(1.) This is a revision petition preferred under section 21 of the Andhra Pradesh Land Reforms (Ceiling on Agricultural Holdings) Act, 1973 by the State of Andhra Pradesh. The question that falls for consideration is whether a person who is admitted as an illatomson-in-law into the family, is entitled to a share in the property of his adoptive father on the notified date i.e. 1-1-1976, even though the marriage has not taken place by that date.
(2.) The facts that give rise to this question are as follows:- The 1st respondent herein was inducted into the family of the 2nd respondent as an illotom son-in-law in the year 1966 due to the fact that the later had no male issue and had only one daughter. The agreement was thai the 1 st respondent would marry the daughter of the 2nd respondent and he would be given half share in the landed property of the family. The marriage was actually performed on 20-6-1975. Both the respondents filed separate declarations showing that each one of them is entitled to a half share in the lands held by the family. The Land Reforms Tribunal, Medak, clubbed both the declarations and disposed them of by a common order holding that the 1st respondent is not entitled to a share as the property is the self acquired property of the 2nd respondent and that the 2nd respondent holds 1.9921 standard holding. Both the respondents preferred an appeal and the Appellate Tribunal at Sangareddy disposed of the same by its order dated 3-5-76. The Chairman of the Appellate Tribunal in a separate order held that 1st respondent who is admittedly an illatom son-in-law would be entitled to a half-share in the family property and in the result there would not be any excess to be surrendered by the 2nd respondent. The Member of the Tribunal however disagreed with the Chairman and held that the marriage of the 1st respondent was performed much later than the notified date on which date the 1st respon dent and the daughter of the 2nd respondent were not bound by the wed lock and therefore the 1st respondent cannot be treated as an illatom son-in-law, in which case he cannot claim a share in the property. Under Rule 14(d) of the A.P. Land Reforms Rules the decision of the Chairman shall be the decision of the Tribunal. The Government has preferred this revision questioning the order of the Tribunal.

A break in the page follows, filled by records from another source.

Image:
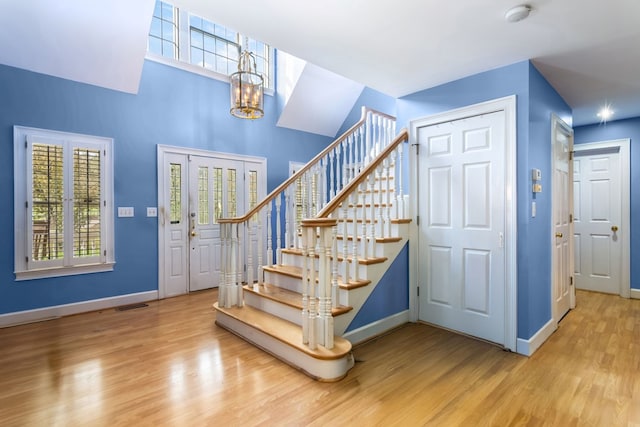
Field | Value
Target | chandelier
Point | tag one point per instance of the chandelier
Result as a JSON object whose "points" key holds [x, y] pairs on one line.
{"points": [[247, 89]]}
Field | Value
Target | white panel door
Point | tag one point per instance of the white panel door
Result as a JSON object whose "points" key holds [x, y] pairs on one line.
{"points": [[173, 215], [562, 291], [461, 166], [597, 192], [213, 194]]}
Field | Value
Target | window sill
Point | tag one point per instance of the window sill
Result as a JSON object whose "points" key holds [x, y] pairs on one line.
{"points": [[64, 271]]}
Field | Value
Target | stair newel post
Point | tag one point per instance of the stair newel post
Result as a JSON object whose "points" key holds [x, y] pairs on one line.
{"points": [[379, 170], [371, 182], [278, 202], [223, 299], [354, 240], [345, 240], [305, 287], [399, 195], [260, 249], [327, 235], [362, 190], [249, 245], [288, 241], [387, 197], [269, 237], [311, 268], [334, 265]]}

(3.) The learned Government Pleader contended that one of the essential conditions of the illatom adoption is that the adoptee must marry the daughter of the adopter and after fulfilment of that condition only he will be entitled to a share in the family property, and therefore on the notified date he was not an illatom son-in-law and hence he cannot claim a share in the family property. The learned counsel for the respondents on the other hand contended that the 1st respondent has been inducted into the family as an illatom son- in-law with an agreement to give him a half share and it is not necessary that the marriage should take place immediately. According to the learned counsel the marriage in fact has taken place on 20-6-1975. For the purpose of the Ceiling Act by virtue of the existing agreement the 1st respondent must be treated as an illatom son-in-law even though on the notified date the marriage has not taken place.